Maaf Pak Ustad ada hal yang saya anggap tidak jelas dari jawaban Pak Ustad tentang " Wanita berpergian harus dengaan muhrimnya", Maaf atas kefakiran saya Pak.
Istri saya saat ini bekerja di sebuah kantor swasta, setiap hari saya antar pergi ke kantor dan pulangnya kalau tidak berhalangan saya jemput atau pulangnya naik angkutan umum apabila saya berhalangan menjempunya.
pertanyaannya saya adalah :
1. Apakah istri saya berdosa karena ketika berada di kantor dari jam delapan pagi sampai jam lima sore tidak ditemani oleh bukan muhrimnya.
2. Apakah saya berdosa karena membiarkan istri saya berada di suatu tempat ( kantor ) yang didalamnya terdapat laki-laki yang bukan muhrimnya.
3. Perlu diketahui oleh pak Ustad gaji saya sebagai karyawan swasta tidak mencukupi untuk kehidupan keluarga apabila tidak dibantu dari gaji istri.

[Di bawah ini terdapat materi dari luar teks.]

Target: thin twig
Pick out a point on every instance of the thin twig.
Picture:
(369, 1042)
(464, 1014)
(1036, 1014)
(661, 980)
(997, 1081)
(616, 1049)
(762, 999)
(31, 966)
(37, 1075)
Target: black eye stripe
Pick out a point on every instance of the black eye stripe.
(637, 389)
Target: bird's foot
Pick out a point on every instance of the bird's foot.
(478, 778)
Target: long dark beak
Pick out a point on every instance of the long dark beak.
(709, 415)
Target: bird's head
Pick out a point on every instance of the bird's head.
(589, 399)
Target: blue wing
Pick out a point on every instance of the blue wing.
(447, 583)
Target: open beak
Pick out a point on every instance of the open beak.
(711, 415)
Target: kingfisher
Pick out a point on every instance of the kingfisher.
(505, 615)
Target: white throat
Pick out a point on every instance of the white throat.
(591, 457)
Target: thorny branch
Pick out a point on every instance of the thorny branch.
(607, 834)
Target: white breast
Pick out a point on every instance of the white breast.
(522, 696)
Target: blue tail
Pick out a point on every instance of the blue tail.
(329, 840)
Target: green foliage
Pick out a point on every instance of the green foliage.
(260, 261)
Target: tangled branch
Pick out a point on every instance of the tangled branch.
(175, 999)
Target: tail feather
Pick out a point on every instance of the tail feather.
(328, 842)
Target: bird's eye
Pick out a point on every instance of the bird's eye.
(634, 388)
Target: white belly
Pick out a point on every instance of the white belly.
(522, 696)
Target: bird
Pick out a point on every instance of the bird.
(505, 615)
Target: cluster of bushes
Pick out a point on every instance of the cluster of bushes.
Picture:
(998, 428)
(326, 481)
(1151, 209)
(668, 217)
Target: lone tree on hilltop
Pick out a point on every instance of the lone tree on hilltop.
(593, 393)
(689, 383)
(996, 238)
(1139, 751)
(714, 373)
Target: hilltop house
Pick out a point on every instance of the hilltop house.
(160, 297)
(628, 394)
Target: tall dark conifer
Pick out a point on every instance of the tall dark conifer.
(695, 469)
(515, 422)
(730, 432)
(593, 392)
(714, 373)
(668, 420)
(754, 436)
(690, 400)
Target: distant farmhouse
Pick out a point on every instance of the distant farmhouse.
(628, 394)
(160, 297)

Mohon segera jawaban dari Pak Ustad agar istri saya dapat tetap bekerja tetapi tidak menimbulkan dosa, Terimakasih.
Waalaikumussalam Wr Wb
Saudara Aga yang dimuliakan Allah swt
Pada dasarnya pekerjaan seorang wanita (ibu) adalah di rumah memberikan pelayanan yang terbaik bagi suaminya dan mendidik anak-anaknya dengan didikan yang terbaik sehingga kelak menjadi generasi yang baik dan tangguh.
Namun bukan berarti islam melarang seorang wanita bekerja di luar rumah bahkan ada suatu keadaan atau jenis-jenis pekerjaan tertentu yang menuntut seorang wanita untuk melakukannya, seperti perawat, bidan, penjahit wanita, dokter kandungan dan lainnya.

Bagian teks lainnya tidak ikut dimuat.